Did not get your share of smooching today? Fret not. Japanese scientists have the solution!

You can now make out with straws. Researchers haven unveiled a prototype internet kissing machine. The idea is to emulate the sensations felt during lip lock.

Takahashi, a gradate student, says “The elements of a kiss include the sense of taste, the manner of breathing and the moistness of the tongue. If we can re-create all of those, I think it will be a really powerful device.” Now before all of you go online and place your orders, just know that for now it is only fitted with a straw, not with an artificial tongue.

                         

Hypothetically, it will be useful for individuals in straining long distance relationships or for people who fantasize a kiss with a celebrity as the machine could record the kiss of the celebrity.

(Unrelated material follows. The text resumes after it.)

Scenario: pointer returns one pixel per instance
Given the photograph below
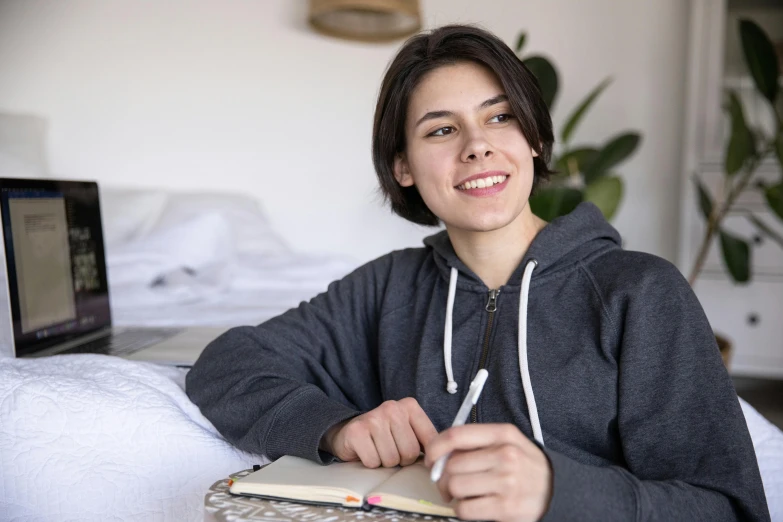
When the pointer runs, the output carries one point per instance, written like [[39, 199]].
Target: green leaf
[[761, 58], [580, 111], [552, 202], [617, 150], [546, 74], [741, 145], [521, 41], [736, 256], [774, 196], [580, 158], [606, 193], [705, 201]]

Kate James of Technology Gather writes, “Imagine being able to experience the kiss of Kim Kardashian, Selena Gomez, Miley Cyrus, or Rosie Huntington-Whiteley.” On CNN they even mention the possibility to kiss He-Who-Must-Not-Be-Named, Justin Beiber. Good gracious. What are we coming to?

Technological Isolation

The kissing machine could indeed be a GREAT invention (note sarcasm) yet we must ask ourselves, how isolated and alone do we wish to become.

Yes it is true, the world has become a smaller place due to technology. Distance no longer seems to be dividing people. For example, you can text your lover in Mexico while you teleconference your boss in India. You can even “safely” call a friend while you drive, thanks to the Bluetooth. Yet, even with all this technology we seem to be more and more alone.

Let me define what I mean by being alone. In 2009 the Harris Interactive Poll found that the average internet user spent 13 hours online every week and the Nielsen Company found that the average American in 2010 watched 34 hours of television each week. That is an astonishing 52 hours online and 136 hours of T.V. each month.

Let me not even bother you with the statistics of how much time we spend talking on our cellphones or playing video games. Now, think about the time you actually spend talking to another person face to face and I mean with your undivided attention.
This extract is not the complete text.